With ‘Finding Beauty In Negative Spaces’ completed it becomes their sixth studio album (if you include the one they recorded under their original name, Saron Gas) and has finally reached the UK after amassing 400,000 sales following it’s October 2007 release in the States. I imagine this has a lot to do with the extraordinary vocal of Shaun Morgan which flits between the croak and croon of Nickelback’s Chad Kroeger and the biting snarled delivery of Machine Head’s Robb Flynn. However the intricate roll and batter drum patterns of John Humphrey and Dale Stewart’s walking bass are just as bright in the mix - and with so little instrumental clutter you’d expect them to.
The fuzzed vocal opening and guitar of opener ‘Like Suicide’ is pure Nickelback, soaring into double-vocal bridge and chorus before bursting out into a red-raw scream of such intensity that lifts it to a whole new level. Its pure single material, catchy as fuck, warped enough even to dip it’s toes in nu-metal theatrics. Utterly monumentally and way beyond anything the first few bars promised. ‘Fake It’ kicks like a mule but ultimately fails to inspire trying out a few new wave effects over the rock groove that don‘t quite fit.
‘Breakdown’ and ‘Fmlyhm’ are awkward ballads and are evidence of the band’s more melodic approach. The grim out-of-place chorus of “fuck me like you hate me” on the latter proves that they haven‘t quite found a suitable home for the style. In fact it’s not until ‘No Jesus Christ’ that I find myself absorbed fully, ears popping as I gawp at the furious volley of bile spewing forth from my speakers. The didgeridoo and wobble-board opening are overlapped by Morgan’s “verbal defecation” and a screaming guitar but when we hit the chorus its grungy riffs decide that stripping skin from bone whilst the vocal slaps murky angst into our maws is best - and it is! The ever-changing nature of the song delights and troubles in equal measure. It’s a restless thing, lacking structure and eventually trickles to a listless conclusion.

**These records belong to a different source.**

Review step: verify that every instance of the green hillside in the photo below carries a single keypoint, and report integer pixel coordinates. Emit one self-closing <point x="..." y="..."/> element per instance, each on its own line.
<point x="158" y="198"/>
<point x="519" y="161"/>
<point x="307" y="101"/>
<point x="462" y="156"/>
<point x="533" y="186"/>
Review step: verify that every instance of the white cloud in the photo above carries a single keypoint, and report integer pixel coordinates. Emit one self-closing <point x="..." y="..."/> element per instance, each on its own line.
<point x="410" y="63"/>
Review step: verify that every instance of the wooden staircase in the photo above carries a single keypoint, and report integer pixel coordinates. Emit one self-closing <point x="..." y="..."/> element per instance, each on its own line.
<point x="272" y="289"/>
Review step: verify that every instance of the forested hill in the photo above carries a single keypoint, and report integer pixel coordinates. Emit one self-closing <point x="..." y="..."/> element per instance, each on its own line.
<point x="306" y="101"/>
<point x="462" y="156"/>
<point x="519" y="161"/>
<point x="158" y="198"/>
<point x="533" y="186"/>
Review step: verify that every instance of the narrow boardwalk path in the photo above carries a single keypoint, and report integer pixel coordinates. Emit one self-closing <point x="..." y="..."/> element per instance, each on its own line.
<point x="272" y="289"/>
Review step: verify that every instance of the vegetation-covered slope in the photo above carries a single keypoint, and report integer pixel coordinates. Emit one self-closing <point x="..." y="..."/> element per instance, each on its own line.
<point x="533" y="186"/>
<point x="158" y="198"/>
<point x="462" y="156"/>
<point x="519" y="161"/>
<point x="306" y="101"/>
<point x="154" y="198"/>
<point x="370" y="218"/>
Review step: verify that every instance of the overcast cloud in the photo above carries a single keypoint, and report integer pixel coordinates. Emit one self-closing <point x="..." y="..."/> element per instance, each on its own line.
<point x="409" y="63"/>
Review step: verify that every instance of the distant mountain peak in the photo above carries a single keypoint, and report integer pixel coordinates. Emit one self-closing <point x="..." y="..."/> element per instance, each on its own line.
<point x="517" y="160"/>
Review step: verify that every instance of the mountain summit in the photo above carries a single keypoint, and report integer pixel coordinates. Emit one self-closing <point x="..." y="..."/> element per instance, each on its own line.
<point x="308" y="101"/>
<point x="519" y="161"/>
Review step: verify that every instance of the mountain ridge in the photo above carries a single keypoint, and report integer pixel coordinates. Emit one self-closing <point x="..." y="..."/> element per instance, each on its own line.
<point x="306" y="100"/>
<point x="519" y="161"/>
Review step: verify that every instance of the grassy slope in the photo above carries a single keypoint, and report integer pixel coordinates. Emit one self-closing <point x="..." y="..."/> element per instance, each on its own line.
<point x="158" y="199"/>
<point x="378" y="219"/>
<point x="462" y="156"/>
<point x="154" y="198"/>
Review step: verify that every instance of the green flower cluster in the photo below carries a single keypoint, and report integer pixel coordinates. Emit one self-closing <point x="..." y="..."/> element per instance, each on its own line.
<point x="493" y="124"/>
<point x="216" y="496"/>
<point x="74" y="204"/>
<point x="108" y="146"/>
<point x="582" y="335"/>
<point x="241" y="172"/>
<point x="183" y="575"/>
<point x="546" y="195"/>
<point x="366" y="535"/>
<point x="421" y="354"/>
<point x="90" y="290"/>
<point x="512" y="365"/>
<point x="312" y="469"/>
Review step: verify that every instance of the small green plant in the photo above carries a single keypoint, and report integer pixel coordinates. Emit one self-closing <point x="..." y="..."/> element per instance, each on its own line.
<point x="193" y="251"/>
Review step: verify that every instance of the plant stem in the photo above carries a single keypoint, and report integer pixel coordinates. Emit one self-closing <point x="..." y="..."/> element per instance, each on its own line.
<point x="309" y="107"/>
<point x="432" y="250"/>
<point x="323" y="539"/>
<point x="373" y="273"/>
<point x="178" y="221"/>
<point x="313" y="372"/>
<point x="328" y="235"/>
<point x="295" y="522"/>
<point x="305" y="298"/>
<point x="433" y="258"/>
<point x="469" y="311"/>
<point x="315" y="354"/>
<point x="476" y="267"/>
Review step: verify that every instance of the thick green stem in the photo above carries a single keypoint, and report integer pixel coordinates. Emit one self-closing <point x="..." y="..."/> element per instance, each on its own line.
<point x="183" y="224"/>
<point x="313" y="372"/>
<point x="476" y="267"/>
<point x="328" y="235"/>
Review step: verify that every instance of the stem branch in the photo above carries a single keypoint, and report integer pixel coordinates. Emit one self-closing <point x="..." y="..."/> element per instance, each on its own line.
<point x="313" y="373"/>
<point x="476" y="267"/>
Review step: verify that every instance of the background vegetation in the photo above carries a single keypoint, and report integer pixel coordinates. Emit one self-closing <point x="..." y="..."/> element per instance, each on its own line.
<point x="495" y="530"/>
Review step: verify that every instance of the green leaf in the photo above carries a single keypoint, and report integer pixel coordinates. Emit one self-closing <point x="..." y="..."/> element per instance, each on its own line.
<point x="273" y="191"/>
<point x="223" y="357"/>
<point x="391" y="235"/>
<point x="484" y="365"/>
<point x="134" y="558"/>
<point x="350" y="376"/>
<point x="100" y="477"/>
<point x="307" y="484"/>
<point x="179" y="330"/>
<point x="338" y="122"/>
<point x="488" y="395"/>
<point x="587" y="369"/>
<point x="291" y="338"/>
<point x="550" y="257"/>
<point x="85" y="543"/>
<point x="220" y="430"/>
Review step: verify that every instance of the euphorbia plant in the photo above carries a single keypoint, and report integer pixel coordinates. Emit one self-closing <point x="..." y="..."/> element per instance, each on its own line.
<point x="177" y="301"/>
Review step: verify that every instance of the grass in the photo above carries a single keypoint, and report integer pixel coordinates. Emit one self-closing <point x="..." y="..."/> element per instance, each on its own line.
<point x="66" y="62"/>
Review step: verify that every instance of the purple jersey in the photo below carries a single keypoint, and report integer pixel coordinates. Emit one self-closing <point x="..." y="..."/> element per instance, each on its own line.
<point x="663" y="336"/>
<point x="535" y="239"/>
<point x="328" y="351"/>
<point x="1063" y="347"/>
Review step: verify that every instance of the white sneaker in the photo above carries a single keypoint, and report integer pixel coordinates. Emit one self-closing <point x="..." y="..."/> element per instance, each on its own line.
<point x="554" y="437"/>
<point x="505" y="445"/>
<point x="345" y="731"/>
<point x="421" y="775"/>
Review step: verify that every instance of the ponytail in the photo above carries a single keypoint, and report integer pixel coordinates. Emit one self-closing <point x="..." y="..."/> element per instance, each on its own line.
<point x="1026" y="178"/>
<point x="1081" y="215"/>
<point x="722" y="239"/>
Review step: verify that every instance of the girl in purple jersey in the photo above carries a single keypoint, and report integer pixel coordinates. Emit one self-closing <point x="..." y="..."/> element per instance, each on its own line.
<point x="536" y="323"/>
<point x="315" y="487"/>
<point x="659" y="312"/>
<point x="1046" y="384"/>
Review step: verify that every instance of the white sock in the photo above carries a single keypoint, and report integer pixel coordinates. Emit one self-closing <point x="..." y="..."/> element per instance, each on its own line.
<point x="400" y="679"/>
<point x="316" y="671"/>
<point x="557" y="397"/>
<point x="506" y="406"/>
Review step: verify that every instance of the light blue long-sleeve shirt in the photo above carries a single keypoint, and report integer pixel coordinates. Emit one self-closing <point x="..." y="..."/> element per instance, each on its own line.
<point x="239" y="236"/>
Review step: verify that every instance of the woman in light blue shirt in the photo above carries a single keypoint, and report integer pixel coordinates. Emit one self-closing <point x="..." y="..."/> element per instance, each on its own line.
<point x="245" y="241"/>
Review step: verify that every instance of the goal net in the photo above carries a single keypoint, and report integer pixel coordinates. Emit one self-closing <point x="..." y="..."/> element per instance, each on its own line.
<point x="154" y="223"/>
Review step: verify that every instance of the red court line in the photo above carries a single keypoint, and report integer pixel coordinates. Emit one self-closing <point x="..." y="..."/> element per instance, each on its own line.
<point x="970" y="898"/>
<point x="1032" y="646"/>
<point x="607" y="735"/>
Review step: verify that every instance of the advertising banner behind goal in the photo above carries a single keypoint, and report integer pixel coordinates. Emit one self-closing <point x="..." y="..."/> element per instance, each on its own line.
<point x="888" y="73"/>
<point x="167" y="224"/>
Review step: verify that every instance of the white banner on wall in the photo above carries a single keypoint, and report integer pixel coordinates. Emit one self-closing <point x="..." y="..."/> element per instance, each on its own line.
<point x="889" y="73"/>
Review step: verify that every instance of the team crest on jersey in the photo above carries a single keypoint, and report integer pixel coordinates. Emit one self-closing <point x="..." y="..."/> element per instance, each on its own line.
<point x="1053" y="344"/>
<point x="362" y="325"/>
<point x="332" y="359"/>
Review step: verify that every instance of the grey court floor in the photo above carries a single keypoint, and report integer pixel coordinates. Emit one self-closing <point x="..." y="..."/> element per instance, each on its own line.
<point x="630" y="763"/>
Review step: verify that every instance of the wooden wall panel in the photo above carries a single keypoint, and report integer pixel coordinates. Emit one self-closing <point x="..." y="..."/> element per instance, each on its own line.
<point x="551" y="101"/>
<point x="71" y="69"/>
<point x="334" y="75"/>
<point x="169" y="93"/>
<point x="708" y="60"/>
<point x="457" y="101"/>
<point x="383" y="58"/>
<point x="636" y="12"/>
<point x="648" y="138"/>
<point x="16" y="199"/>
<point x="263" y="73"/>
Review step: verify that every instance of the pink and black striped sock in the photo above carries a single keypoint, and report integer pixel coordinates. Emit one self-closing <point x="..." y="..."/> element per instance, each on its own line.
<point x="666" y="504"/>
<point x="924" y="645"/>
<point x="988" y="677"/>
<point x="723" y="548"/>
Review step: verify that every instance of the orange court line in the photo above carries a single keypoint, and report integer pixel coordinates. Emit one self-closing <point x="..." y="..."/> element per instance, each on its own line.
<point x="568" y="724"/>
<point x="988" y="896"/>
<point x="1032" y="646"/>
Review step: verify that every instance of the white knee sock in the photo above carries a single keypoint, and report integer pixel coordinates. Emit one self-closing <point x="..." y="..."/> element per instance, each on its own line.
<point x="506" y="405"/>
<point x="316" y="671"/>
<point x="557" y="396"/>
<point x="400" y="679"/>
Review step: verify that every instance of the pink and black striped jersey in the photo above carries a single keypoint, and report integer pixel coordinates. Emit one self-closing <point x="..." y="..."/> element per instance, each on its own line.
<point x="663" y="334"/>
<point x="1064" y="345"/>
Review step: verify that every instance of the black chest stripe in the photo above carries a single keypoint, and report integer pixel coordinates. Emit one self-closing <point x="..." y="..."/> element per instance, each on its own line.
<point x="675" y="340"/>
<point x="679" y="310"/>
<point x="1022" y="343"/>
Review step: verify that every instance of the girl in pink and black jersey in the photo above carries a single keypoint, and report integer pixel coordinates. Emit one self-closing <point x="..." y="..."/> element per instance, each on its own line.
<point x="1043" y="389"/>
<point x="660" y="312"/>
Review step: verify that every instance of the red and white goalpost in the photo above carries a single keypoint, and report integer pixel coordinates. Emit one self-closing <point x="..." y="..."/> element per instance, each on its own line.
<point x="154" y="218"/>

This track sums up the album as a whole for me. There are moments where I truly believe it to be a possible album of the year only to find a ‘Breakdown’ or a ‘Waste’ hiding round the corner to drag it all towards a radio-friendly pile of mediocrity. Listen to ‘Rise Above This’, a song Morgan wrote about his brother before he died tragically last August. If you like that, you’ll find this new more melodic direction a revelation. The rest of us can glory when Seether stick to screaming and shake our heads disappointedly when they reach for the sitar.